Calderon is seeking U.S. military
aid under the provisions of the Merida Initiative, a multiyear
$1.4 billion anti-narcotics package proposed by President Bush.
Click on or
Google:
Merida Initiative Will It Work?
In recent months, and after Mexican
president Caldron dispatched the Mexican army and federal police
to many interior cities and to Mexican cities on the Mexican
U.S. border the level of violence has risen substantially, with
some of it spilling into the United States. According
to Jayson Ahern, the deputy commissioner of Customs and Border
Protection.
"It's almost like a military fight," Ahern said.
"I don't think that generally the American public has any sense
of the level of violence that occurs on the border."

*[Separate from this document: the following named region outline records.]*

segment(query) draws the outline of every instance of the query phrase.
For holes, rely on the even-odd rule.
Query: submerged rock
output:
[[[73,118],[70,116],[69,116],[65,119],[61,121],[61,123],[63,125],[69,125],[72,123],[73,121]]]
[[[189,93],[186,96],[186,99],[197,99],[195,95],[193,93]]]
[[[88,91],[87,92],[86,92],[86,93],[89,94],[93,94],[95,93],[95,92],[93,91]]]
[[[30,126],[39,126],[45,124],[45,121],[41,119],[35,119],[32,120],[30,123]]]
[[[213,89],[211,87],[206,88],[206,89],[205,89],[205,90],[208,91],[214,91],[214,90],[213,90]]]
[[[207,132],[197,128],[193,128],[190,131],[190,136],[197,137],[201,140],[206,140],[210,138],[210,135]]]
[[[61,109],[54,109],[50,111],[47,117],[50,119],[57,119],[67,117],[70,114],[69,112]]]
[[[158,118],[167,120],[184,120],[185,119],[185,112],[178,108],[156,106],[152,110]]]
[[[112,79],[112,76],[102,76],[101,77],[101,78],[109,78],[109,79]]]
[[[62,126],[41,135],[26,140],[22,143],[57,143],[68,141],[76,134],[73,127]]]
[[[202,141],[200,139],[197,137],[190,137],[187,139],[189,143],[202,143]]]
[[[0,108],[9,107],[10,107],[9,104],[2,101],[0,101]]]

As the cartels fight for territory, this carnage spills over to
the U.S., Ahern said -- from bullet-ridden people stumbling into
U.S. territory, to rounds of ammunition coming across U.S. entry
ports.
At least
Three Mexican border city
police chiefs barely escaping with their lives have requested
political asylum in the U.S. as violence
escalates on the U.S. Mexican border where the Mexican drug wars
are spilling across the U.S. border, a top Homeland Security
official told The Associated Press.
In the past few months, the police officials have shown up at
the U.S. border, fearing for their lives, according to Ahern.
They're
basically abandoned by their police officers or police
departments in many cases," Ahern told AP.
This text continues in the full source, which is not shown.